Latest revision as of 20:09, 25 October 2021

  • Martin Pitt: Why is there an "install the test" step? That seems thoroughly unnecessary with keeping the tests in dist-git, and in fact should be avoided as /usr/ really should remain package manager territory.
  • Stef Walter: Is the run-tests.yml in the top level of the dist-git repo? If not, the standard should document the subdirectory that it lives in. The examples are confusing here although the standard says the tests are stored in dist-git the examples are not dist-git style repositories.
  • Stef Walter: By default, Ansible sets the current directory to the one that stores the playbook. The output artifacts always end up in the same directory as run-tests.yml. Should we make an environment variable or somehow specify a fixed directory where they should go?
  • Handling test subjects in Ansible is hard. Should we have different entry point scripts for different kinds of test subjects? For example test-rpm.yml and test-qcow2.yml and test-module.yml and test-ostree.yml. These playbooks could share Ansible roles and modules, or invoke one another (eg: against a VM the first ansible playbook provisioned).
  • re "thinking of linch-pin": These things come/go, better to reference the cloud-control bits indirectly.
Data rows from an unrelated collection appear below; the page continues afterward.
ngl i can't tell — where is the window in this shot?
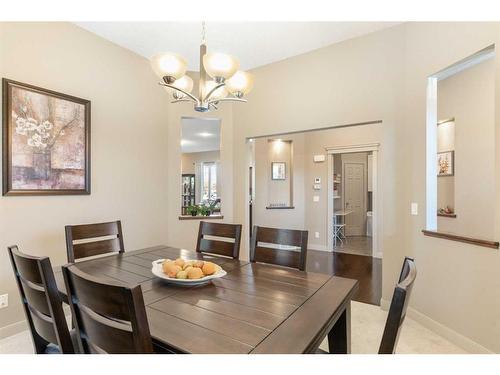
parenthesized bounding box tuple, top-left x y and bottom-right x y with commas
(202, 162, 217, 201)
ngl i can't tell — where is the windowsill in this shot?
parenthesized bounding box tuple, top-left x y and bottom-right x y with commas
(266, 206, 295, 210)
(178, 214, 224, 220)
(437, 213, 457, 218)
(422, 229, 499, 249)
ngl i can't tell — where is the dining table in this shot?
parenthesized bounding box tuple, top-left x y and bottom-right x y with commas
(53, 245, 359, 354)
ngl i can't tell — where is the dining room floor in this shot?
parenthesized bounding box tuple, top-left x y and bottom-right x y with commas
(0, 300, 467, 354)
(333, 235, 372, 257)
(306, 250, 382, 306)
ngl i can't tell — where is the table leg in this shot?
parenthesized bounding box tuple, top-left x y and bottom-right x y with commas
(327, 302, 351, 354)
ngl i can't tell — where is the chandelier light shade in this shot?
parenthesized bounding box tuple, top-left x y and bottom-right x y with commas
(203, 52, 240, 82)
(170, 75, 194, 99)
(151, 52, 188, 82)
(225, 71, 254, 98)
(152, 22, 253, 112)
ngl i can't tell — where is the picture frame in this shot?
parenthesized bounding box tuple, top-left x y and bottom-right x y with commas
(271, 162, 286, 180)
(437, 150, 454, 177)
(2, 78, 91, 195)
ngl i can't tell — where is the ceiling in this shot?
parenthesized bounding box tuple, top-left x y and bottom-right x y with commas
(181, 117, 221, 153)
(75, 22, 399, 71)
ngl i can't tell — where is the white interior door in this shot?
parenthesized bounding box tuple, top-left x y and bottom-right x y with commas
(344, 162, 365, 236)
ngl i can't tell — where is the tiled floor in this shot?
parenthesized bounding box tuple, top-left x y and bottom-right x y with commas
(333, 235, 373, 257)
(0, 301, 467, 354)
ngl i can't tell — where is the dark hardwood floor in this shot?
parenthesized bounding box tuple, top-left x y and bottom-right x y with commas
(306, 250, 382, 306)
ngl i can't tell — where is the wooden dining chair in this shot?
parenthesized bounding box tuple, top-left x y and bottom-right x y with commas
(250, 225, 308, 271)
(196, 221, 242, 259)
(378, 257, 417, 354)
(62, 264, 153, 354)
(8, 246, 74, 354)
(65, 220, 125, 263)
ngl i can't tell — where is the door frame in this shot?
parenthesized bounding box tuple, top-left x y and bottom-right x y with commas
(326, 143, 381, 258)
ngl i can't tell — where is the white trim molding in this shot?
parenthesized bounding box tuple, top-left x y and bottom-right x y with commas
(308, 244, 330, 252)
(380, 299, 494, 354)
(326, 142, 380, 154)
(0, 320, 27, 340)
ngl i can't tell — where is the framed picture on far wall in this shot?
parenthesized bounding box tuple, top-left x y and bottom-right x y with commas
(2, 78, 91, 195)
(271, 162, 286, 180)
(437, 150, 454, 177)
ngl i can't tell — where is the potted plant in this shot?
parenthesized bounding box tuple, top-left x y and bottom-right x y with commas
(199, 205, 211, 216)
(186, 205, 199, 216)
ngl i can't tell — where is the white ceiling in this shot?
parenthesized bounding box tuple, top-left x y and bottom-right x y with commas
(75, 22, 399, 71)
(181, 117, 221, 153)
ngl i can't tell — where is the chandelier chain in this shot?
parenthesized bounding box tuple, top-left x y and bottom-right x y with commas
(201, 21, 206, 44)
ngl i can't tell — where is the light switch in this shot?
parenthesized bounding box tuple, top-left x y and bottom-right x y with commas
(411, 202, 418, 215)
(0, 294, 8, 309)
(314, 232, 320, 239)
(313, 196, 320, 202)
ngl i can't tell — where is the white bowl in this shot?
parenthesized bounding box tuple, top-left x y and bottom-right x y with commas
(151, 259, 227, 286)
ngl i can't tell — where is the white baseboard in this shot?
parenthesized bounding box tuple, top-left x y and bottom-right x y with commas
(0, 305, 71, 340)
(308, 244, 330, 252)
(380, 298, 493, 354)
(0, 319, 27, 340)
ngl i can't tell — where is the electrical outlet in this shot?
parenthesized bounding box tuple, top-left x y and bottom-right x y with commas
(411, 202, 418, 215)
(0, 294, 8, 309)
(314, 232, 320, 239)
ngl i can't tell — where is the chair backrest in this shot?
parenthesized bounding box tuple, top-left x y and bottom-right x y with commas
(65, 220, 125, 263)
(250, 226, 308, 271)
(196, 221, 242, 259)
(8, 246, 74, 354)
(62, 264, 153, 354)
(378, 257, 417, 354)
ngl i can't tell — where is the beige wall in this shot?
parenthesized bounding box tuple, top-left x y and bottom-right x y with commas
(233, 23, 500, 352)
(0, 23, 169, 333)
(437, 58, 495, 238)
(253, 134, 305, 230)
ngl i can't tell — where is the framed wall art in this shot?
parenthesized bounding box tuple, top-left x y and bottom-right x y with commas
(437, 150, 454, 177)
(271, 162, 286, 180)
(2, 78, 91, 195)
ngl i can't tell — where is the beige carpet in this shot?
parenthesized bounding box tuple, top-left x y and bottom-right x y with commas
(0, 301, 467, 354)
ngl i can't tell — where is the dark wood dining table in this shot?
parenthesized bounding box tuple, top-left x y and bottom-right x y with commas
(53, 245, 358, 354)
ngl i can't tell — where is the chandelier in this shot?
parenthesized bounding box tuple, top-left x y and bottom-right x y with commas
(150, 23, 254, 112)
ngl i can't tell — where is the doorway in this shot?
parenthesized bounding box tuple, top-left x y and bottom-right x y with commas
(327, 143, 380, 258)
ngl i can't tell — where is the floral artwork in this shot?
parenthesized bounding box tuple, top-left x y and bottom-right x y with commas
(2, 79, 90, 195)
(437, 151, 454, 177)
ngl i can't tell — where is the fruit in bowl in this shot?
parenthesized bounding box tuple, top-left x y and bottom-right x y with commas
(162, 258, 218, 279)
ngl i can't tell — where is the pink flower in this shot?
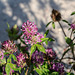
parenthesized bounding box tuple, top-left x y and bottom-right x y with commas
(1, 40, 17, 54)
(71, 24, 75, 29)
(16, 53, 27, 68)
(30, 33, 44, 45)
(21, 20, 44, 45)
(45, 48, 56, 59)
(22, 20, 38, 37)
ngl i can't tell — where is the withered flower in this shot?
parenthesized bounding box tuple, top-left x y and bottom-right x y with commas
(51, 9, 61, 22)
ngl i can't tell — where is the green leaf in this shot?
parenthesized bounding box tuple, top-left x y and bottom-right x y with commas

This can be done simply in ansible by a role that:
   * The inventory-name of a host is defined in a variable
   * Run a list of asserts, defined in a variable (verifies expected state)
   * Run a command defined by a variable, output expected to be / parsed as YAML.
   * Use add_host against the output YAML
   * Profit

Just make that role shared via the central-repo, and every package can use whatever provisioning system/setup/script it wants to.